🤖 AI Summary
Decentralized learning is often hindered by high peer-to-peer communication overhead, and frequent synchronization is conventionally deemed necessary for competitive generalization. This work proposes a minimalist communication scheduling strategy: performing only a single global model aggregation at the very end of training, while running all intermediate iterations in a fully decentralized manner. Theoretically, we show that moderate local model divergence accelerates convergence rather than impeding optimization. Under drastically reduced total communication volume, our method achieves generalization performance on par with centralized parameter-server training and enjoys a provably faster convergence rate than standard mini-batch SGD. Extensive experiments demonstrate robustness across heterogeneous data distributions and diverse network topologies.
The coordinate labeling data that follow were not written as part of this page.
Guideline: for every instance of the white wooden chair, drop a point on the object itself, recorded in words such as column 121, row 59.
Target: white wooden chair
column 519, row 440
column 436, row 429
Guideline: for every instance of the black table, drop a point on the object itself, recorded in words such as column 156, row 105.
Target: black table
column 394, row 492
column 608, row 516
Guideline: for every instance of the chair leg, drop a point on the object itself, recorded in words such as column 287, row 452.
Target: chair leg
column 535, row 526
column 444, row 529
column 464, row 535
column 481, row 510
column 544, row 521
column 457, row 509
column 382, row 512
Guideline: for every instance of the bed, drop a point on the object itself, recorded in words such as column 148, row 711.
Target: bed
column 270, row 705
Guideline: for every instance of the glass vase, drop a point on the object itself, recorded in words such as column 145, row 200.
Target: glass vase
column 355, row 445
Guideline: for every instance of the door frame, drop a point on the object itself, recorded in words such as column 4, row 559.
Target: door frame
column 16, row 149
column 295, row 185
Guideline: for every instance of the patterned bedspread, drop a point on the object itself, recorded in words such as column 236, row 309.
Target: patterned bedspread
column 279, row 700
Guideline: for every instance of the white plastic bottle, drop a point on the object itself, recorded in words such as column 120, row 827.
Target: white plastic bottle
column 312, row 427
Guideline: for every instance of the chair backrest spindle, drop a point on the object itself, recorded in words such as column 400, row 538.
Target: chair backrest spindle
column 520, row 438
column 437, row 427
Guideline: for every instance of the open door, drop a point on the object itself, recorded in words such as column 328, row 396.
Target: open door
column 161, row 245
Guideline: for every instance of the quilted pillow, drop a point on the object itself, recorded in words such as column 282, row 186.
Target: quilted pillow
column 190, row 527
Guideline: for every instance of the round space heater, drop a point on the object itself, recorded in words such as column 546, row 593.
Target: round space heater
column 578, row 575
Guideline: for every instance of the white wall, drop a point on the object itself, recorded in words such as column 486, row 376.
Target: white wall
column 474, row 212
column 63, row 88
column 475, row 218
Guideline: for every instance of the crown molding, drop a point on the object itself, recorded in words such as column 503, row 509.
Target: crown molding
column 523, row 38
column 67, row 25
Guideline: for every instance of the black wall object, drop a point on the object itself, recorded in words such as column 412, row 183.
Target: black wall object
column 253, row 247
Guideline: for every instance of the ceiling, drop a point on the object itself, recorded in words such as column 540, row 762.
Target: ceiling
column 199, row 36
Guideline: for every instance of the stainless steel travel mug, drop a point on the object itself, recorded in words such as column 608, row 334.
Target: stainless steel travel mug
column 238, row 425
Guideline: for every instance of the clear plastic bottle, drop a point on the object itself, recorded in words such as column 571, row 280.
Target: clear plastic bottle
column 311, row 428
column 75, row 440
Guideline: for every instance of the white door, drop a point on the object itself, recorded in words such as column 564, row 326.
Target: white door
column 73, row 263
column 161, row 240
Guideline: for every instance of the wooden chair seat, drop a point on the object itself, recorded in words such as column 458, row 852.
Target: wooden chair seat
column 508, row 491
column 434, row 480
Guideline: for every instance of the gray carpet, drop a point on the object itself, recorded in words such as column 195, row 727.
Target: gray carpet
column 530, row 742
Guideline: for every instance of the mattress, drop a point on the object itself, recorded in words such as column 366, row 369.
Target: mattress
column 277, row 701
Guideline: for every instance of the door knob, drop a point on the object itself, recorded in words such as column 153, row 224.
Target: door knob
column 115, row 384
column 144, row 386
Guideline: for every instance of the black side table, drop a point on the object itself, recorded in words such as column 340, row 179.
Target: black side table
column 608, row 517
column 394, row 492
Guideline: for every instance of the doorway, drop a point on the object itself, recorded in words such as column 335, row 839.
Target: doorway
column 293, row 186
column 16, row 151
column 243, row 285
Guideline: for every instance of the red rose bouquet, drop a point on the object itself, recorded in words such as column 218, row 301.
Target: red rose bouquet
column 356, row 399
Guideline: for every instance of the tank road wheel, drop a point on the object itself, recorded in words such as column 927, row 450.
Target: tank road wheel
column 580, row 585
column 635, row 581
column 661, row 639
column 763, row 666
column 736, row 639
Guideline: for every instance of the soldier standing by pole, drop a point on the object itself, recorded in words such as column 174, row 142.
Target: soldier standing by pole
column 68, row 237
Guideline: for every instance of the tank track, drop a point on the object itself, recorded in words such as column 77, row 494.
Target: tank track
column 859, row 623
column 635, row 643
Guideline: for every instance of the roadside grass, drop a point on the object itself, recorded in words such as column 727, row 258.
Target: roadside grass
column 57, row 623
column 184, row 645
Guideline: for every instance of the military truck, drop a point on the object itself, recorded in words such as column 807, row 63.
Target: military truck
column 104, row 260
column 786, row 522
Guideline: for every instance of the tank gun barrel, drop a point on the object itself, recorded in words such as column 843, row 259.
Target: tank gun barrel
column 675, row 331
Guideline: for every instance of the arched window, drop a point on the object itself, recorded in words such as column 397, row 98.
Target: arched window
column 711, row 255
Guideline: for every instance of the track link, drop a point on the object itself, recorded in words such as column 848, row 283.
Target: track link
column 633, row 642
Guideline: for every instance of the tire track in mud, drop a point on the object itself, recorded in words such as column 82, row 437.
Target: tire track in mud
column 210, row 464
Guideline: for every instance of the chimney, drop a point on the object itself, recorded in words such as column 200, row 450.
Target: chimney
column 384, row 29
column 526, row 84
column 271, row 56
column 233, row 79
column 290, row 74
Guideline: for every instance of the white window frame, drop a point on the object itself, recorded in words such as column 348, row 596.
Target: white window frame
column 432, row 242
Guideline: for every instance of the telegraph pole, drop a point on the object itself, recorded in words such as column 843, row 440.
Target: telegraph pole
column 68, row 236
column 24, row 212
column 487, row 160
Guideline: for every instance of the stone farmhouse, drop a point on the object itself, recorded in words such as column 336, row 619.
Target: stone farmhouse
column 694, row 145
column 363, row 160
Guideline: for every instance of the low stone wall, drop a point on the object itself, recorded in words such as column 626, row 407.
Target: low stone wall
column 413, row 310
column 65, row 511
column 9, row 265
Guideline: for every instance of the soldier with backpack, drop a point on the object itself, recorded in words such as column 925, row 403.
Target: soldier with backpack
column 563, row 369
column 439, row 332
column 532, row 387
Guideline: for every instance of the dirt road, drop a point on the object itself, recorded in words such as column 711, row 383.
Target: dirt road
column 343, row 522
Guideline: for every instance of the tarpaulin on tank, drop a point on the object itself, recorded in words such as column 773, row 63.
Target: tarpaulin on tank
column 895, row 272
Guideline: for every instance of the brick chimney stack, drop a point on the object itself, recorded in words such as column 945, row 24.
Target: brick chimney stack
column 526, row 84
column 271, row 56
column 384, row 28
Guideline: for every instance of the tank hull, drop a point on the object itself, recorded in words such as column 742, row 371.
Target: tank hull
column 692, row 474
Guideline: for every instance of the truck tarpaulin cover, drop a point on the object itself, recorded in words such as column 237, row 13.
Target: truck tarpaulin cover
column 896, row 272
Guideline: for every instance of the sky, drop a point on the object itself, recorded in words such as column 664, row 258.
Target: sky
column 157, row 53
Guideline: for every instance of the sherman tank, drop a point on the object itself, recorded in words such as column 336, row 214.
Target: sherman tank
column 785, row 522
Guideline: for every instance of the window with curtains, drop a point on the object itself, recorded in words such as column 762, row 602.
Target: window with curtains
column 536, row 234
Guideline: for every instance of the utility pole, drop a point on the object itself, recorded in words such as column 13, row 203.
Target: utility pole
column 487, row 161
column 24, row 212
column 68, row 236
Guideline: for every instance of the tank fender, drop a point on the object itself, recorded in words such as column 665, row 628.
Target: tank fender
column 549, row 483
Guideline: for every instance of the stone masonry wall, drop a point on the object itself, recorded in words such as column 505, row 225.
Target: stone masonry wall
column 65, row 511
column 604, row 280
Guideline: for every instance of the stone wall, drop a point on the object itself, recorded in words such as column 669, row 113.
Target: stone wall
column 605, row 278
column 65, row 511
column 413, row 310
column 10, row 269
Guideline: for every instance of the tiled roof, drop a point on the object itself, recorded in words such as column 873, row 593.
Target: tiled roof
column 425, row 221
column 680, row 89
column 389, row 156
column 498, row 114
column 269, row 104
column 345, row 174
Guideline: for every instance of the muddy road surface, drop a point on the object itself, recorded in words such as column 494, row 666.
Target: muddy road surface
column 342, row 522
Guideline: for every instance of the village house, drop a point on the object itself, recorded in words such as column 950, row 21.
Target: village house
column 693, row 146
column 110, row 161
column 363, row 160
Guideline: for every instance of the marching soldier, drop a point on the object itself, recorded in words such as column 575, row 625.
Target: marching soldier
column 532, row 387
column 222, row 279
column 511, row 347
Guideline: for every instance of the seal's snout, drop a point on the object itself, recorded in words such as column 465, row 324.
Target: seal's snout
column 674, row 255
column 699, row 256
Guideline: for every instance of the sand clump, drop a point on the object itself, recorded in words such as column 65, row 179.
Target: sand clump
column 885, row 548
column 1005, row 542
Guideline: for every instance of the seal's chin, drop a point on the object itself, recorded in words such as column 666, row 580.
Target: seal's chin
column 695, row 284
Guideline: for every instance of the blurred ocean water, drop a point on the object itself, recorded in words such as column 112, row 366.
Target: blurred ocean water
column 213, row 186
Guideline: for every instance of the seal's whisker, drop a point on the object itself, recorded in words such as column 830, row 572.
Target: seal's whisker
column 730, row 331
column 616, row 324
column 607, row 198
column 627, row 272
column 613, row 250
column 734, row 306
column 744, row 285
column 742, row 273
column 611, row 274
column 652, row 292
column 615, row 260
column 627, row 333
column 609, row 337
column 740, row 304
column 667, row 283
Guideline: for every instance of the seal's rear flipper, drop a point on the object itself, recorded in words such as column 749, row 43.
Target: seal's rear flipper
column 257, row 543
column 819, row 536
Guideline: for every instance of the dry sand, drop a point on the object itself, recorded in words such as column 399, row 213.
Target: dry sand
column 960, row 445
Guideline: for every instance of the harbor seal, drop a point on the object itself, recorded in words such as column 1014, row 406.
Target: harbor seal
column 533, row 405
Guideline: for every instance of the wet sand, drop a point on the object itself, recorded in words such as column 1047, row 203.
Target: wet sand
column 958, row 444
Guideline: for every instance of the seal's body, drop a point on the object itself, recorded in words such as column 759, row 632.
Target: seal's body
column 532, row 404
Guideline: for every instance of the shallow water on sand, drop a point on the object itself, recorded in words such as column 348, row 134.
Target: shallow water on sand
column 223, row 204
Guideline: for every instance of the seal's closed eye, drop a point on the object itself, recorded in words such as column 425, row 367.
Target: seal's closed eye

By challenging the entrenched assumption that decentralization necessitates frequent synchronization, this work establishes a new paradigm for high-performance distributed learning with minimal communication cost.
📝 Abstract
Decentralized learning provides a scalable alternative to traditional parameter-server-based training, yet its performance is often hindered by limited peer-to-peer communication. In this paper, we study how communication should be scheduled over time, including determining when and how frequently devices synchronize. Our empirical results show that concentrating communication budgets in the later stages of decentralized training markedly improves global generalization. Surprisingly, we uncover that fully connected communication at the final step, implemented by a single global merging, is sufficient to match the performance of server-based training. We further show that low communication in decentralized learning preserves the extit{mergeability} of local models throughout training. Our theoretical contributions, which explains these phenomena, are first to establish that the globally merged model of decentralized SGD can converge faster than centralized mini-batch SGD. Technically, we novelly reinterpret part of the discrepancy among local models, which were previously considered as detrimental noise, as constructive components that accelerate convergence. This work challenges the common belief that decentralized learning generalizes poorly under data heterogeneity and limited communication, while offering new insights into model merging and neural network loss landscapes.